Other tools and resources that you might need in some projects:

  • hunpos - POS tagger; pre-trained POS tagging models
  • TreeTagger - another POS tagger with many pre-trained models; includes also lemmatization!
  • MaltParser - a data-driven dependency parser generator. pre-trained POS tagging models for various languages (NOTE - you will need version 1.4.1 for using those models!)
  • Simple tools to convert POS-tagged data to CoNLL format (for parsing) and MaltParser output to XML trees (for tree-based SMT training) are available at /local/kurs/mt/projects/tools/:
    • tagged2conll.pl - convert TAB separated POS-tagging output to CoNLL format for parsing
    • malt2tree.pl - convert TAB separated parser output (CoNLL format) to XML format to be used with Moses syntax-based models. NOTE - This only works for projective trees!
  • anymalign - an alternative word aligner
  • The Berkeley Word Aligner
  • More links to tools

Data

The basic resource is translated subtitles as collected in the OPUS corpus collection. For some of the projects you might need more diverse data, discuss this with your supervisor if that is the case.

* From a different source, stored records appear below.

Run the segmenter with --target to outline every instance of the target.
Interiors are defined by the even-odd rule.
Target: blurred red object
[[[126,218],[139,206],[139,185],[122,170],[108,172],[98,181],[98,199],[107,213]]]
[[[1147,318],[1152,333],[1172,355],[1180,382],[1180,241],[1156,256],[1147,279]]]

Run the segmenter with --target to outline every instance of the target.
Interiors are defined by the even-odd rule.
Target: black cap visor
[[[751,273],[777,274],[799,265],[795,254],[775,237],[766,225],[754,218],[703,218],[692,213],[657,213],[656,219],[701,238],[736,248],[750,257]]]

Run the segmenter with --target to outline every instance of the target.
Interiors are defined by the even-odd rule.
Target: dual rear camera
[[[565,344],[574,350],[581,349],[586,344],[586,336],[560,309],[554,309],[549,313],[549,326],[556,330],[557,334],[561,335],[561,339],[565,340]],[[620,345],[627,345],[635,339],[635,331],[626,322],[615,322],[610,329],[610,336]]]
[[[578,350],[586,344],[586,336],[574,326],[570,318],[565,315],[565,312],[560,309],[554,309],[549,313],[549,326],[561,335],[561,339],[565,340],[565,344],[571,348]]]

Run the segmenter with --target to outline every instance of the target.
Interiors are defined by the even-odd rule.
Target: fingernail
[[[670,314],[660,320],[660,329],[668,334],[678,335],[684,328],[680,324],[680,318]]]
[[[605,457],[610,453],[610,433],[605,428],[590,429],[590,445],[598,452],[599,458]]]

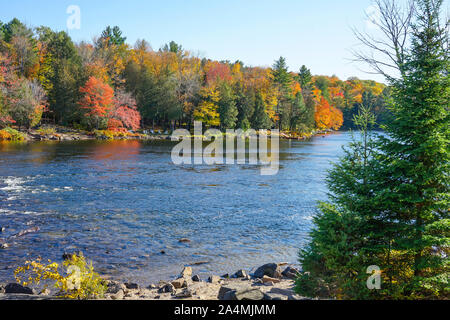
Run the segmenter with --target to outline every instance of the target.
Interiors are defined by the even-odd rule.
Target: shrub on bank
[[[25,136],[23,133],[12,129],[12,128],[5,128],[3,130],[0,130],[0,141],[23,141],[25,140]]]
[[[53,127],[42,127],[37,130],[41,136],[56,135],[56,129]]]
[[[61,275],[60,271],[63,271]],[[83,254],[73,254],[60,266],[48,260],[26,261],[23,267],[14,271],[17,283],[23,286],[39,285],[41,282],[54,281],[59,289],[59,296],[67,299],[102,298],[106,292],[105,281],[94,271],[91,262],[87,262]],[[47,283],[44,284],[47,287]]]
[[[128,130],[94,130],[92,135],[97,139],[116,139],[116,138],[132,138],[139,137],[139,133],[132,133]]]

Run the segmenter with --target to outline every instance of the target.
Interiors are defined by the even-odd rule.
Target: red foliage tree
[[[208,84],[215,83],[217,81],[229,82],[231,79],[232,75],[228,64],[213,61],[206,68],[206,82]]]
[[[136,100],[127,92],[117,92],[109,117],[109,130],[138,130],[140,127],[141,114],[137,110]]]

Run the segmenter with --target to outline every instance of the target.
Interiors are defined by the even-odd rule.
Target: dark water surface
[[[281,141],[275,176],[175,166],[165,141],[0,144],[0,239],[40,228],[0,249],[0,282],[26,259],[75,250],[100,273],[143,285],[196,262],[208,262],[194,266],[202,276],[295,263],[326,198],[326,170],[350,137]]]

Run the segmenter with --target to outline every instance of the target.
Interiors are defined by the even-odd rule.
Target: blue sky
[[[305,64],[314,74],[358,76],[351,63],[357,44],[351,27],[367,28],[371,0],[0,0],[0,21],[17,17],[30,26],[66,30],[75,41],[91,40],[118,25],[127,42],[146,39],[153,49],[171,40],[218,60],[270,66],[279,56],[292,71]],[[69,5],[81,9],[81,29],[67,30]]]

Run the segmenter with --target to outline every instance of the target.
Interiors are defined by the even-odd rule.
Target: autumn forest
[[[389,88],[375,81],[315,76],[199,58],[170,42],[153,50],[107,27],[91,43],[64,32],[0,22],[0,129],[58,124],[112,132],[142,128],[351,128],[358,106],[385,117]]]

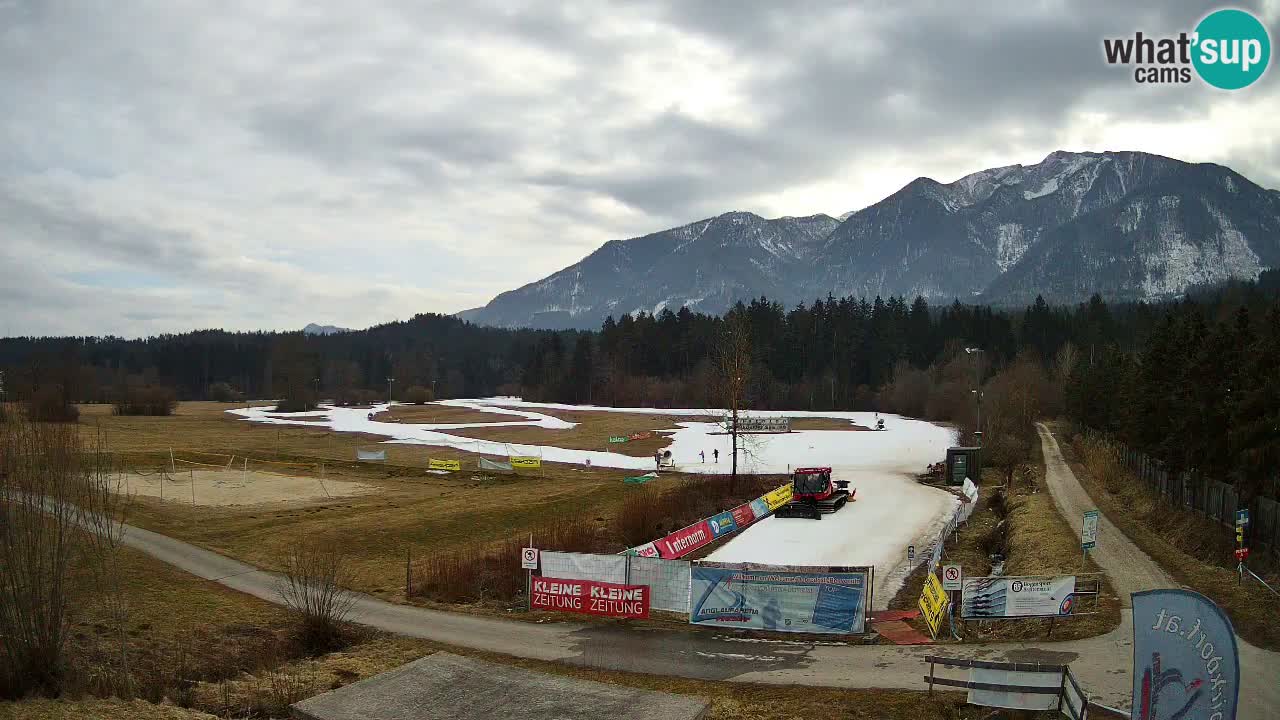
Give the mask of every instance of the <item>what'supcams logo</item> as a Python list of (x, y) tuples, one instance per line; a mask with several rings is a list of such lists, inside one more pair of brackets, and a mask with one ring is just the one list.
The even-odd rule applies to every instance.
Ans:
[(1223, 90), (1248, 87), (1262, 77), (1271, 59), (1271, 36), (1244, 10), (1209, 13), (1191, 33), (1176, 37), (1106, 38), (1110, 65), (1135, 65), (1133, 79), (1145, 84), (1189, 83), (1191, 71)]

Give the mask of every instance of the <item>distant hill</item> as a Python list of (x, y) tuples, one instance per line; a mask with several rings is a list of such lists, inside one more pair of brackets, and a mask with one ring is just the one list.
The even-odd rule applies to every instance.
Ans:
[(351, 328), (337, 327), (336, 325), (317, 325), (308, 323), (302, 328), (304, 335), (337, 335), (338, 333), (355, 332)]

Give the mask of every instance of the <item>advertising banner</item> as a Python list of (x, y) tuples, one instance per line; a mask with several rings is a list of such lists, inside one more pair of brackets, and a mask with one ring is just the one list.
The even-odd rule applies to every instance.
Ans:
[(540, 468), (542, 467), (542, 458), (532, 456), (512, 455), (507, 458), (511, 462), (513, 468)]
[(749, 569), (724, 563), (692, 568), (694, 625), (801, 633), (861, 633), (866, 627), (867, 568)]
[(760, 498), (769, 506), (769, 510), (777, 510), (778, 508), (791, 502), (791, 483), (787, 483), (776, 490), (770, 490)]
[(630, 435), (627, 436), (627, 439), (628, 440), (648, 440), (651, 437), (653, 437), (653, 433), (649, 432), (648, 430), (641, 430), (640, 432), (631, 433)]
[(356, 460), (386, 460), (386, 450), (360, 450), (356, 449)]
[(432, 470), (461, 470), (462, 463), (458, 460), (437, 460), (435, 458), (427, 458), (427, 467)]
[[(733, 418), (724, 421), (726, 432), (733, 431)], [(785, 433), (791, 432), (791, 418), (785, 417), (746, 417), (738, 416), (738, 432), (741, 433)]]
[(965, 618), (1070, 615), (1074, 575), (965, 578), (960, 614)]
[[(985, 685), (1007, 685), (1015, 688), (1062, 688), (1062, 671), (1035, 672), (1001, 670), (996, 668), (970, 668), (969, 682)], [(974, 705), (1009, 708), (1011, 710), (1057, 710), (1056, 692), (1019, 692), (1018, 690), (991, 690), (971, 688), (967, 700)]]
[(529, 607), (615, 618), (647, 618), (649, 588), (644, 585), (535, 577)]
[(494, 462), (493, 460), (480, 458), (480, 469), (481, 470), (500, 470), (503, 472), (510, 472), (511, 463)]
[(711, 526), (711, 534), (715, 537), (728, 535), (738, 530), (738, 524), (733, 520), (733, 513), (722, 512), (707, 519), (707, 524)]
[(924, 588), (920, 591), (920, 616), (929, 625), (929, 632), (938, 637), (938, 626), (942, 624), (942, 615), (947, 609), (947, 592), (942, 589), (938, 576), (929, 573), (925, 578)]
[(1222, 609), (1189, 590), (1132, 597), (1133, 717), (1235, 720), (1240, 658)]
[(739, 530), (756, 521), (756, 514), (750, 505), (739, 505), (729, 512), (733, 515), (733, 522)]
[(706, 520), (699, 520), (687, 528), (681, 528), (670, 535), (654, 540), (658, 546), (658, 554), (668, 560), (687, 555), (715, 539), (711, 526)]
[(772, 511), (769, 510), (769, 503), (765, 502), (763, 497), (751, 501), (751, 514), (755, 515), (757, 520), (769, 517), (770, 512)]
[(626, 552), (626, 554), (635, 557), (656, 558), (658, 557), (658, 546), (651, 542), (647, 542), (643, 545), (637, 545), (631, 548)]
[(626, 435), (610, 435), (609, 436), (609, 442), (611, 443), (624, 443), (628, 440), (630, 440), (630, 438), (628, 438)]

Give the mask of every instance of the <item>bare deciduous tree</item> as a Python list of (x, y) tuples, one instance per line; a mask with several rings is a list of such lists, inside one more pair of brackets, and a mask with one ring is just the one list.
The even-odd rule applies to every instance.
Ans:
[(349, 580), (346, 553), (335, 540), (299, 538), (285, 557), (280, 595), (298, 617), (302, 641), (313, 652), (344, 643), (343, 625), (355, 604), (345, 589)]
[(728, 411), (726, 425), (732, 439), (729, 492), (738, 483), (738, 419), (751, 381), (751, 326), (744, 314), (731, 310), (724, 317), (724, 330), (714, 349), (717, 399)]
[(61, 691), (73, 599), (111, 594), (97, 585), (108, 576), (120, 587), (126, 504), (106, 453), (86, 449), (78, 426), (0, 422), (0, 695)]

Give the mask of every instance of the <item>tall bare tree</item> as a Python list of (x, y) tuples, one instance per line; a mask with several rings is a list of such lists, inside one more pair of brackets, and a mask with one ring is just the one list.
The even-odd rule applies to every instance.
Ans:
[(298, 618), (303, 643), (316, 652), (344, 644), (343, 624), (355, 605), (350, 567), (336, 540), (299, 537), (285, 556), (280, 595)]
[[(0, 696), (62, 690), (73, 600), (113, 592), (80, 583), (114, 575), (118, 588), (120, 573), (107, 564), (123, 537), (124, 504), (106, 453), (86, 449), (79, 426), (0, 422)], [(114, 607), (119, 619), (123, 605)]]
[(751, 326), (745, 315), (731, 310), (724, 317), (724, 327), (714, 348), (717, 399), (728, 411), (727, 430), (732, 440), (729, 492), (738, 484), (738, 428), (747, 385), (751, 381)]

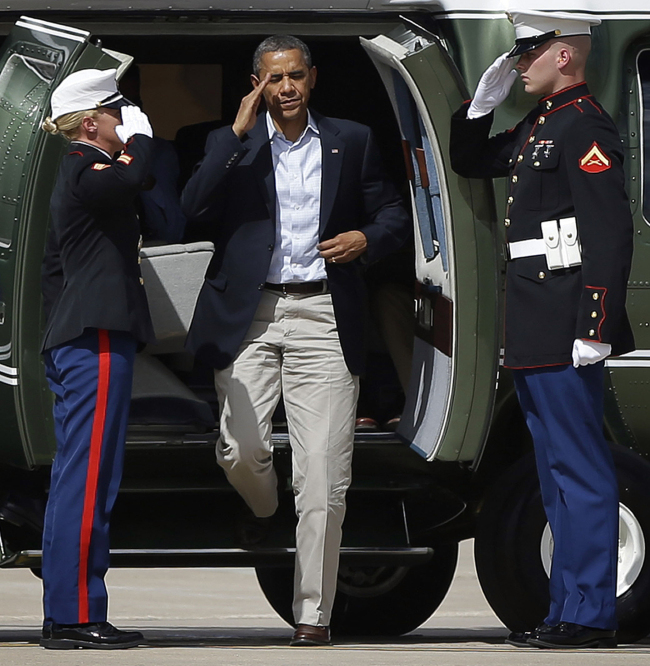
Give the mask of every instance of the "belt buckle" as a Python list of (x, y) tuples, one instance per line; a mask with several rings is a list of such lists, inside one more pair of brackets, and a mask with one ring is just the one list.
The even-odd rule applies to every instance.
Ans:
[(501, 246), (501, 253), (503, 254), (504, 261), (512, 261), (512, 257), (510, 256), (509, 243), (503, 243), (503, 245)]
[(287, 295), (287, 283), (283, 282), (280, 286), (282, 287), (282, 295), (286, 296)]

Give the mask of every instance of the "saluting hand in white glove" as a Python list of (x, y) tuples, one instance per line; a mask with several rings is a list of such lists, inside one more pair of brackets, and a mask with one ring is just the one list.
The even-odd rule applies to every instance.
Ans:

A selection of small/medium sized data sets is available on our server (stp) in

/local/kurs/mt/projects/data

Each parallel data set includes

  • training data (xx-yy.train.xx, xx-yy.train.yy)
  • development data (xx-yy.dev.xx, xx-yy.dev.yy)
  • test data (xx-yy.test.xx, xx-yy.test.yy)
xx is here the language ID of the source language and yy is the language ID in the target language (you may, of course, also use the data in the other translation direction).

Currently, there are data sets available for

  • English - Swedish (en-sv)
  • English - French (en-fr)
  • English - Spanish (en-es)
  • German - English (de-en)
  • German - Swedish (de-sv)
  • French - Swedish (fr-sv)
We can produce data sets for other language pairs if you like. Just ask us.

All parallel data sets are sentence aligned (corresponding lines are aligned with each other), tokenized and "true-cased" (look at the Moses homepage to understand what that means. True-casing is not perfect in the case of movie subtitles as there are often dashes or other marker characters in the beginning of a sentence. You may recase the data if you like using the Moses tools.

There are also monolingual data sets for all languages above. They have the basename mono and an extension corresponding to the language ID (de, en, es, fr, sv).